Melupakan asal berarti kehilangan arah. Ketika seseorang tidak lagi mengenali siapa dirinya, dari mana ia datang, dan nilai apa yang membentuknya, maka ia mudah terombang-ambing oleh pengaruh luar. Ia menjadi rapuh, mudah goyah, dan kehilangan pijakan. Sebaliknya, mengenali dan menghormati asal adalah bentuk penghargaan terhadap sejarah pribadi dan kolektif. Ia menjadi sumber kebijaksanaan, tempat kembali saat tersesat, dan cahaya yang menuntun langkah ke depan.

Bagian kedua dari kutipan, “Ulah leungit ku waktu, sabab waktu téh guru nu teu nyarita,” adalah pengingat tentang waktu sebagai guru yang diam. Waktu tidak pernah berbicara, tetapi ia mengajarkan segalanya. Ia mengajarkan tentang kehilangan, tentang pertumbuhan, tentang perubahan, dan tentang keteguhan. Waktu tidak bisa dihentikan, tidak bisa dipercepat, dan tidak bisa diulang. Maka, siapa yang lalai terhadap waktu, akan kehilangan pelajaran paling berharga dalam hidup.

Dalam kehidupan modern, waktu sering kali diperlakukan sebagai alat produksi, sebagai angka dalam jadwal, atau sebagai beban yang harus dikejar. Padahal, waktu adalah ruang untuk belajar, untuk merenung, dan untuk bertumbuh. Ia tidak bersuara, tetapi setiap detiknya membawa pesan. Ketika seseorang menyia-nyiakan waktu, ia sedang menolak pelajaran yang paling jujur dan paling konsisten dalam hidupnya.

Kutipan ini mengajarkan keseimbangan antara menghargai masa lalu dan memanfaatkan masa kini. Ia mengajak untuk tidak melupakan akar, tetapi juga tidak terjebak dalam nostalgia. Ia mendorong untuk menghormati waktu, tetapi juga tidak terburu-buru. Dalam akar ada kekuatan, dalam waktu ada pelajaran. Keduanya adalah pilar yang menopang kehidupan yang bermakna.

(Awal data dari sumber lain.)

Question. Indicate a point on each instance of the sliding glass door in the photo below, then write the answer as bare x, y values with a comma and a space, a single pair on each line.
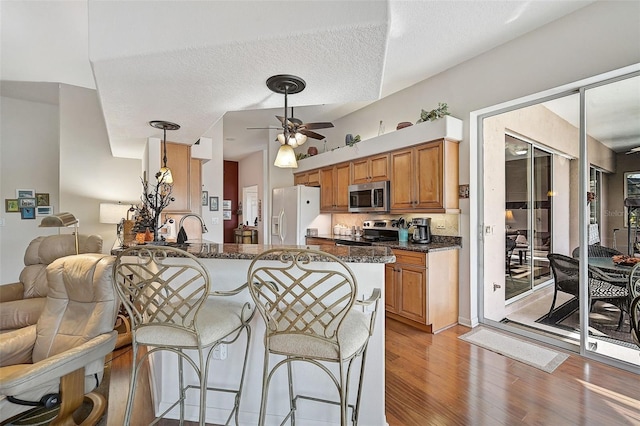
555, 177
528, 215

Dalam konteks spiritual, mengenali asal juga berarti mengenali asal penciptaan. Bahwa manusia berasal dari Tuhan, dan akan kembali kepada-Nya. Maka, hidup bukan hanya soal bergerak maju, tetapi juga soal kembali. Waktu menjadi jalan yang mengantar kita pulang, dan asal menjadi penanda arah agar kita tidak tersesat.

Kearifan dalam kutipan ini sangat relevan untuk semua generasi. Ia mengajak untuk hidup dengan kesadaran, dengan penghormatan terhadap sejarah, dan dengan penghargaan terhadap waktu. Karena hanya dengan mengenali akar dan menghormati waktu, seseorang bisa menjalani hidup dengan utuh, tidak tercerabut, dan tidak terbuang.